Thursday, February 25, 2010

The Wolfman

The Wolfman was AWESOME.

No, really, it totally was. It struck all of the right notes, from the dry-ice fog on the ground to the overwrought Gothic castle (complete with dry leaves crumbled on the floor!) and the tension-building violin music in the background. The story itself had some problems, but watching it was a joy. Benicio Del Toro, Anthony Hopkins, and Hugo Weaving are a triangle of fabulous acting and you can tell they were having fun: each of them owns their character, delivering a perfectly balanced triad of hunter, hunted, and orchestrator. Hopkins is perhaps the standout, portraying a loving, if distant, father figure with such subtlety you don't notice until its too late that he's been hiding dangerous insanity. Weaving and Del Toro have somewhat less complex characters to play, but they still deliver with a ferocity and believability that is engaging to watch.

Emily Blunt is completely wasted in her role as Gwen, the fiancee of dead brother Ben and later love interest of Del Toro's Lawrence, which is a criticism of the role rather than the actor. She is given hardly anything to do but simper, although she, also, takes hold of her role and acts the hell out of it. It is a testament to her skills as an actor that she is interesting to watch onscreen, even when all she is doing is running away.

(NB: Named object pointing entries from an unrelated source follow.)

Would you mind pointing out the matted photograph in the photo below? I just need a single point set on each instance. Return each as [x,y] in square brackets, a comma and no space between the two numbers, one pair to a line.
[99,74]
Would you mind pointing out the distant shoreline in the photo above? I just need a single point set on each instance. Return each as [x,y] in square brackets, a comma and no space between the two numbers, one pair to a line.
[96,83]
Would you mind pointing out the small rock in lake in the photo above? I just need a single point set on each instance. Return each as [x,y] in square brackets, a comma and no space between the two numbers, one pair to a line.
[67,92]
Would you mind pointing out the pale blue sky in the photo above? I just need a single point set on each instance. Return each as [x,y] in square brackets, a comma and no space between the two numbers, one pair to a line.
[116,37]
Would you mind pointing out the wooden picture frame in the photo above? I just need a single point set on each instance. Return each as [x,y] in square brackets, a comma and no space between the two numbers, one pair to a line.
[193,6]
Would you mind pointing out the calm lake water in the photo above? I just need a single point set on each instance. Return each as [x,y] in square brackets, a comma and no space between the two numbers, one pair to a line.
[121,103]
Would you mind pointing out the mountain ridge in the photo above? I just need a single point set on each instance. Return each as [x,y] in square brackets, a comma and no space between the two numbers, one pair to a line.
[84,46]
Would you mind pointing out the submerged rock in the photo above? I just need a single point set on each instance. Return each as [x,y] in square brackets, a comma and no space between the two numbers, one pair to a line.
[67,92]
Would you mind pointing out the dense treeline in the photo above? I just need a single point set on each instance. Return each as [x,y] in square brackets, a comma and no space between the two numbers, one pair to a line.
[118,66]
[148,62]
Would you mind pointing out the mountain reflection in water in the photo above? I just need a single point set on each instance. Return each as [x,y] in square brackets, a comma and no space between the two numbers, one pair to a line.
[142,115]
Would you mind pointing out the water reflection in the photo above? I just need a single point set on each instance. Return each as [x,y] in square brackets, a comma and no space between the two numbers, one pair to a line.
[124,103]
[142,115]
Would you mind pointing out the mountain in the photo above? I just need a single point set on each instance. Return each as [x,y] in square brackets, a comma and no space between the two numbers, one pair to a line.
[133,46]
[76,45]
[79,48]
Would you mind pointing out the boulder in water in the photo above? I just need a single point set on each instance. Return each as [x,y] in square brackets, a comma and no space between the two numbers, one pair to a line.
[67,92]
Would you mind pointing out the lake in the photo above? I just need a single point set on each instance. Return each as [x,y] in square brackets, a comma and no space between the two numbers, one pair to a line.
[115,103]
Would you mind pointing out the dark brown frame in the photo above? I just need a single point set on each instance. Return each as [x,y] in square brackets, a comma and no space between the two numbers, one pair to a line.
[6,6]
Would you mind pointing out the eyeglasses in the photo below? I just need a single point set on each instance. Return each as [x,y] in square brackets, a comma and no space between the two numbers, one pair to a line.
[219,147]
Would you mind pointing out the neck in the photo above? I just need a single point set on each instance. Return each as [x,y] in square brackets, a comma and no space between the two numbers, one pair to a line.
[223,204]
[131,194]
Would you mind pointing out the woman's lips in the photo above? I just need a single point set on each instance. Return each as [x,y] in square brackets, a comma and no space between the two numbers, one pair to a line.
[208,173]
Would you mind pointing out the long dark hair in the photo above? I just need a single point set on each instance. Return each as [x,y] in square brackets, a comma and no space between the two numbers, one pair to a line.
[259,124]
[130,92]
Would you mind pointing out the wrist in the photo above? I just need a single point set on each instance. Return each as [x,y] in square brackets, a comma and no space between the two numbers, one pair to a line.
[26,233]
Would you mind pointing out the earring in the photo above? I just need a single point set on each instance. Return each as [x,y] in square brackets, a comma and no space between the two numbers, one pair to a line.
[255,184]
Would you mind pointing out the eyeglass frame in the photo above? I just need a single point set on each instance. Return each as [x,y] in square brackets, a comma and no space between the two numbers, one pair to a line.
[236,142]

There are moments of real fright in the film, moments that make your skin crawl and moments that make you jump out of your chair. The score plays a big part in this - in any other instance, I would have said it was over dramatic. Here, though, EVERYTHING is so over dramatic that it loops back around to believable. The movie picks an aesthetic and sticks to it like nothing else, and it is SO over the top that you can't help but get drawn in. Right down to the end credits, which are played over various medical sketches and diagrams attempting to illustrate some of the "science" behind lycanthropy, the film owns its vision, and it is a vision I love.

What I loved most about The Wolfman is that it, somewhat like Underworld, takes pop culture back to the roots of lycanthropy: unromanticized and violent, deformed and doomed. These are not Stephanie Meyer's "werewolves," they are not Anne Rice's, they are not the self-aware shapeshifters that run freely with the wolf pack and can change at will. They are MONSTERS. There is nothing romantic about Benicio Del Toro's plight, and Gwen KNOWS that - as she frantically searches for a way to save him, she comes to the same realization that the audience does. For Lawrence, and for anyone cursed like this, there is only one solution, and there's no getting around that. Not a happy ending, but a necessary one, and I personally don't think it could have ended any other way.